D’altronde questo è anche un concerto prenatalizio. Cosa è il Natale per lei?
«Il Natale è una cosa bella che spesso dimentichiamo, come tutte le cose belle. Natale è una di quelle feste che un po’ tutti sentono di qualunque religione siano, è impressionante. È contagioso perché si basa sul riunirsi, non sul celebrare, ma sul festeggiare. È una festa che parla di nascere. Io ho dedicato un brano al “sesto respiro”, all’ultimo respiro, quello che continua a vagare dopo la morte e attraverso cui continuiamo ad esistere. Nascere invece è il primo respiro. Quest’anno festeggerò alla grande il Natale, perché negli ultimi anni non ho potuto farlo: nella mia casa di Bologna ho fatto un grande albero, un presepe e farò una festa con tutti gli amici».
E con Gesù lei come si rapporta?
«Gesù mi sta molto simpatico e sono convinto che i principi della cristianità siano universali. Se non ci fosse stato Gesù non ci sarebbe stata la frase “Donarsi agli altri”».
Il dono e la fratellanza sono anche concetti che lei ribadirà con la musica stasera.
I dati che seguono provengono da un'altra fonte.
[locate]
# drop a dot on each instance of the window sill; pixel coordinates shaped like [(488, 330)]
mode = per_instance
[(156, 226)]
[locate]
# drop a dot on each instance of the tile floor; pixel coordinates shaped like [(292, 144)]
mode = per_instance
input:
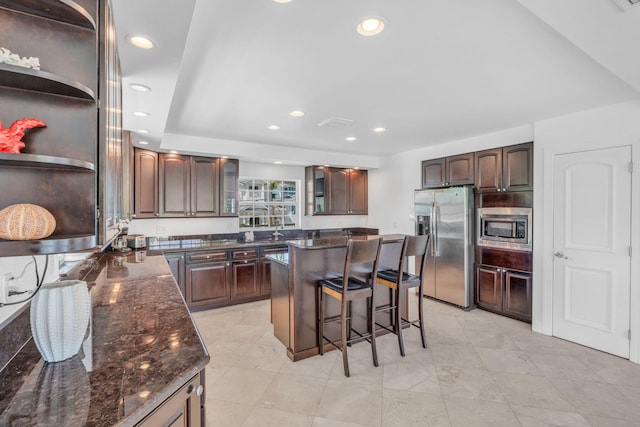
[(480, 370)]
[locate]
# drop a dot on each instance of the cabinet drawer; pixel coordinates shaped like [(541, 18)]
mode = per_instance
[(207, 256), (244, 254)]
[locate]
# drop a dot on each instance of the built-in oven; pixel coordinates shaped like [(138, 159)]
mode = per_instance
[(504, 227)]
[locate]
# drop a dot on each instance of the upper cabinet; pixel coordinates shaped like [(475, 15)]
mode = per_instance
[(505, 169), (229, 174), (57, 167), (174, 186), (336, 191), (448, 171)]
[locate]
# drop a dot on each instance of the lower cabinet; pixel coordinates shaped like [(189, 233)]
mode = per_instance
[(185, 408), (216, 278), (208, 280), (504, 291)]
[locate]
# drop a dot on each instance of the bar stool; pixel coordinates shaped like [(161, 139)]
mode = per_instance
[(361, 259), (411, 246)]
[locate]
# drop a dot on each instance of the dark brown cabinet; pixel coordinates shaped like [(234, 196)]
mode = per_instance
[(188, 186), (176, 261), (245, 283), (145, 184), (57, 167), (216, 278), (505, 169), (175, 186), (336, 191), (184, 408), (504, 291), (207, 280), (448, 171), (229, 174)]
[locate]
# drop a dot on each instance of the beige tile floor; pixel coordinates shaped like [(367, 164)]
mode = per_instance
[(480, 370)]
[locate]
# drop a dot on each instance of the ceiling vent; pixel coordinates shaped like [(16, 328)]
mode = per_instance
[(625, 4), (335, 122)]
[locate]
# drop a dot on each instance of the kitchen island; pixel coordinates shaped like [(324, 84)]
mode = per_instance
[(142, 362), (294, 278)]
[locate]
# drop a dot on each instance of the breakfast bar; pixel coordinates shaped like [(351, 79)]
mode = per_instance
[(294, 278)]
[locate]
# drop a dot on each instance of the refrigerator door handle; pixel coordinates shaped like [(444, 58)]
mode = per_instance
[(434, 229)]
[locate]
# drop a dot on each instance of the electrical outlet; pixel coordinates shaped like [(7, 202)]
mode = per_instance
[(4, 287)]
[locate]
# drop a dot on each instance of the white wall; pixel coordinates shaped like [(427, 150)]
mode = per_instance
[(611, 126), (391, 187)]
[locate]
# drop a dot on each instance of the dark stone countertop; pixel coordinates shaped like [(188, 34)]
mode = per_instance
[(142, 346), (338, 241)]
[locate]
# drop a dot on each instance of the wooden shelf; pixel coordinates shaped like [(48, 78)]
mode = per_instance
[(60, 10), (51, 245), (41, 81), (41, 161)]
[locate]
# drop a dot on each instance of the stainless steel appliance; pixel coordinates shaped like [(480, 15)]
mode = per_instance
[(448, 215), (504, 227)]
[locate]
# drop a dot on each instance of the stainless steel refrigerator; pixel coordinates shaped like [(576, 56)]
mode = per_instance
[(448, 215)]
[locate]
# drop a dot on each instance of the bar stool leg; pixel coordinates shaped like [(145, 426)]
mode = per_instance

«Lo dice lo stesso brano Fratres di Arvo Pärt. Ho fatto una piccola cosa iconoclasta, gli ho aggiunto un testo. La musica mi aiuta a studiare, a scoprire cose e a tirarmi le orecchie per quanto sono ignorante. Così ho scoperto un inno di Pascoli dedicato ai caduti, Corda fratres, che parla di fratellanza. Dice che per quanto differenti siamo, siamo uniti da una sola faccia, la faccia dei fratelli. La fratellanza è il ricordarsi di essere fratelli, il riconoscersi nell’altro non solo comprenderlo e tollerarlo. Oggi bisognerebbe riconoscere che i problemi che ci sono nelle terre martoriate dalla guerra sono anche i nostri. Ai ricordi dopo un bombardamento di un veterano di guerra che ho conosciuto è anche ispirata la mia composizione Split, postcards from far way».
Il dolore, la forza di uscirne, la bellezza della fragilità si ritrovano spesso nei suoi brani...
«I miei brani parlano di eventi, umanità, esperienze, ricostruzioni. E anche di me, come Rain, in your black eyesche esprime in musica tutte le piogge che ci possono arrivare. Ma parla di me e di noi anche il mio amico Mendelssohn di cui eseguirò un capolavoro assoluto, la Sinfonia n 4 “Italiana”, dove esprime tutto l’amore per come vive la gente del nostro Paese. Ci ricorda che la bellezza è fragile e va protetta. Le cose belle sono fragili e tendiamo a dimenticarcene».
Nel suo ultimo album, lei invece parla di quello che lei vuole lasciare.
«Le cose che restano, si intitola. Io non ho la risposta, ma è una domanda che mi faccio e che bisogna farsi. Ma sono le cose che ti trovano. Io sono fortunato innanzitutto perché ho la musica che mi fa stare bene e che ci aiuta tutti a trascendere, a capire meglio l’altro, a non avere paura. E poi perché mi sono accorto che anche noi siamo qualcosa che resta nell’amore di qualcun altro. È una catena, e quel che resta è la vita».